Removed sectionName argument to addLink(), since its only caller didn't
provide a value for it, meaning it always defaulted.
Keeping it sorted when sections are inserted after startup improves the
user experience and if we have code for that already, we might as well
use it during startup too.
Previously, the built-in actions would only be added if their
respective sections already existed.
This also works around the fact that Menu::paint() crashes if there
are no sections present.
The code cannot deal with there being no sections. After startup,
there will always be sections for the built-in actions. But before
those are added the lack of sections could be fatal.
This check was copied from SDL 1.2.15's version of "sdl.m4".
This fixes a problem where "sdl.h" cannot be found on native compiles
because the output of the sdl-config script is ignored when compiling
the test program.
Previously 1 was written to the sysfs "blank" pseudo-file, but that
selects blanking state FB_BLANK_NORMAL, which does not power down the
display. Instead, we should write 4 for FB_BLANK_POWERDOWN.
Note that in the OpenDingux kernel, any non-zero blanking state would
power down the display, so we got the desired behavior in practice,
but this is not according to spec.
Remove fourth argument, which was never used and had a confusing name.
Change return type to void, since the returned value was never used.
Simplify the actual splitting code.
Add documentation comment.
The original code was incorrect: it used erase() on the end() iterator.
Also, it only checked for an initially empty page, but could not deal
with a page containing only empty lines, which will become an empty
page during the empty line removal.
The check for a line being empty is now done by searching the line for
non-whitespace characters instead of by trimming it. This avoids
creating new string objects that are only used to check whether they
are empty.
When compiling with musl, I got a warning that <fcntl.h> should be used
instead of <sys/fcntl.h>, but it seems neither is necessary.
The comment suggested the battery code needed the header, but the code
that was moved to battery.cpp only uses functions from <stdio.h>.

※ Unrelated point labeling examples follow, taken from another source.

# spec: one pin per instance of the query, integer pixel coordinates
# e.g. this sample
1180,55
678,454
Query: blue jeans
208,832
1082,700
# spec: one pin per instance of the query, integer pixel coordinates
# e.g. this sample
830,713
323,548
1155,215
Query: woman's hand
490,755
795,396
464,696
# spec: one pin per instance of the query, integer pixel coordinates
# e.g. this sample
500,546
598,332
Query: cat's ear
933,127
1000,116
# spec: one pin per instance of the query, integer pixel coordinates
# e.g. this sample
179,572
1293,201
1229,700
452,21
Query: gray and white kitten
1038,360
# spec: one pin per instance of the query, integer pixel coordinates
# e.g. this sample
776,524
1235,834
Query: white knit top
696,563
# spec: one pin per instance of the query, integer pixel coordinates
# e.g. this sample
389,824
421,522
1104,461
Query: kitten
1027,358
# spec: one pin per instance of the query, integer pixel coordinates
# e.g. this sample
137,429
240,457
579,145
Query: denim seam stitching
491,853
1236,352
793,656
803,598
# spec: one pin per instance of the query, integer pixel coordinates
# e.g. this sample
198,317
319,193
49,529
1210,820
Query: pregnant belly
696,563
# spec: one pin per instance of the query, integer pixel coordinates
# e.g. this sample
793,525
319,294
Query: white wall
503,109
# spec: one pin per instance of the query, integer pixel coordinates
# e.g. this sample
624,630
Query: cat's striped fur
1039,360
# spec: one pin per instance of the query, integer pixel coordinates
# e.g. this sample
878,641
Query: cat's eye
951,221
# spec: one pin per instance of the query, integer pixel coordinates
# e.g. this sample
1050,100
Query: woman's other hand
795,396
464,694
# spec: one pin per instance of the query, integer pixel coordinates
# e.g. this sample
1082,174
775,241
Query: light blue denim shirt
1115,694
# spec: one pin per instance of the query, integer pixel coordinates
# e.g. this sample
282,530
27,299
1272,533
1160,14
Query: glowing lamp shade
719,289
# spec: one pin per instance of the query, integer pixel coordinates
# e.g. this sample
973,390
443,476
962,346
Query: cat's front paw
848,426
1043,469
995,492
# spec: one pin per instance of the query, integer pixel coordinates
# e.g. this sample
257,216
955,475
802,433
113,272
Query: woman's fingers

Under certain conditions, it was possible to get orderLinks() trigger a
segmentation fault or a SIGBUS; even if all the Link* and Linkapp*
pointers where correct, the compare_links() function would eventually
end up receiving an invalid pointer.
Apparently, the std::sort function *requires* that the assertion
compare_links(a, b) != compare_links(b, a) is always true, which was not
the case previously when a link was compared with itself.
It is possible for OPK links to refer to a missing icon or to an icon
that cannot be read as a PNG file, in which cases there is no fallback
to icons/generic.png and the icon is null.
Link::paint checks for this, but LinkApp::drawLaunch did not.
Obviously it is more desirable to properly fall back, but that would be
a very big change to many areas of the code, so this is a quick fix.